Archive for September 26th, 2020

 

#7. Jackson, Andrew

Linda Lou Burton posting from Little Rock, Arkansas – Andrew Jackson (March 15, 1767 – June 8, 1845) was the seventh president of the United States (1829 to 1837), and a man of many contradictions. The first person to write his biography after his death, James Parton, summed it like this: “Andrew Jackson…was a patriot and a traitor. He was one of the greatest generals, and wholly ignorant of the art of war. A brilliant writer, elegant, eloquent, without being able to compose a correct sentence or spell words of four syllables. The first of statesmen, he never devised, he never framed, a measure. He was the most candid of men, and was capable of the most profound dissimulation. A most law-defying law-obeying citizen. A stickler for discipline, he never hesitated to disobey his superior. A democratic autocrat. An urbane savage.
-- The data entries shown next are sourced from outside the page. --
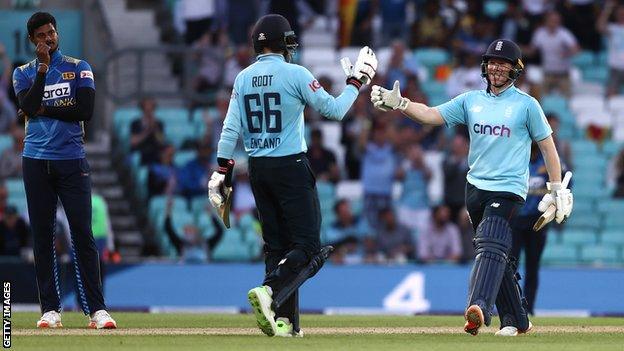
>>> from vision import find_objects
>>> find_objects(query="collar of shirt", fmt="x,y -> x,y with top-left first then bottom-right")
37,49 -> 63,67
487,84 -> 516,99
258,53 -> 286,61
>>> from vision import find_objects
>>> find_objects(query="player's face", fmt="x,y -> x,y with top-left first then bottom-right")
487,59 -> 512,87
30,23 -> 58,53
An atrocious saint.” Would you want this man at your party? I would; I’d like to hear what he thinks of the Electoral College system today. Some outcomes have even been worse than what happened to him back in 1824. But it might be a tricky evening – he shot a lot of people, and, he got shot, and shot AT, many times in his 78 years. When he died, he still had bullets rattling around in his chest. He had scars on his face and in his heart; and he had grudges going way, way back. But there are also stories of great passion, and tenderness.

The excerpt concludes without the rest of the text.